My memory occurred on one such Sunday morning. We stood by our hard, cold church pews and read the same Brief Order for Confession and Forgiveness from the old green hymnal. I’ve said these words hundreds of times:
…we confess that we are in bondage to sin and cannot free ourselves. We have sinned against you in thought, word and deed, by what we have done and by what we have left undone. We have not loved you with our whole heart; we have not loves our neighbors as ourselves…
The community rattled off these words. My arrogant, youthful self felt that I had not committed any of these offenses this week. So, I whispered to my Dad: “I shouldn’t have to say this. I didn’t do these things!” This was partly to be defiant, partly to test my Dad’s reaction. I expected him to scold me and make me participate. Or to angrily explain to me how I had, in fact, committed all of these sins that past week many times over. But he simply whispered back to me, “Then don’t say it.”

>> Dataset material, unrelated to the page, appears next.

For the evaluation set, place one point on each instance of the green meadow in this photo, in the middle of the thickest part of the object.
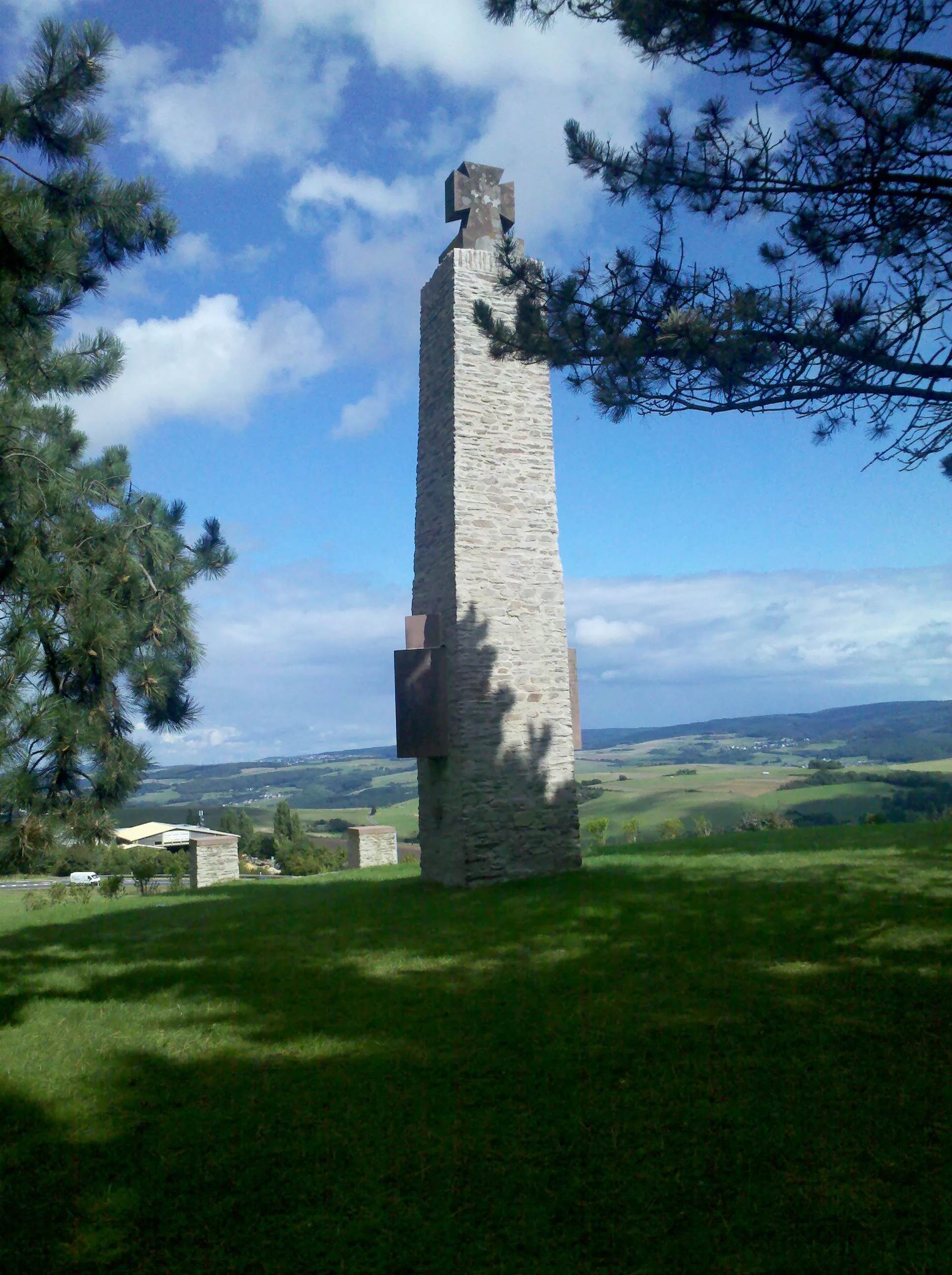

I was floored. What? It is OK for me to define my own communication with God? Faith can be more than reciting words from a green hymnal once a week?!?
What made this particular moment so powerful? It was probably one of the earliest of life’s moments where I understood that I have a role in relationship with God. Similar moments continued – still continue – to show an active, living faith, defined by far more than the recitation of words every Sunday morning.
As this writing posts on this particular Sunday night, I am at overnight “Taste of Camp” with my 6-year-old. If you know me well, you know that this camp was and continues to be an important part of my own personal faith story. This camp was one of the first places where I felt safe to share my faith. This is where I discovered that including God in human relationship makes that relationship strong. This is where I overcame my introvert tendencies to sing silly songs and lead worship in front of children and peers.
I am thrilled that my own son can come to camp! This year, before first grade, he can only come overnight with an adult. But next year, he can come on his own. I am excited to think about the experiences he will have here – and how I can re-live camp by watching my son!
It’s not that I want to force my glory days on him; our time today in this place set apart is not about me. It is actually not even about him, but about how our God can use us for his good.
I don’t know if this camp will be as meaningful for my kids as it was for me (and my husband). In the very least, I want to take advantage of the time we have together here – here in this place where the Spirit moves in, around and amongst – to help my son take ownership of his own relationship with God. For the relationship he experiences with God is not what I dictate it to be, and it is certainly not what we recite from a hymnal.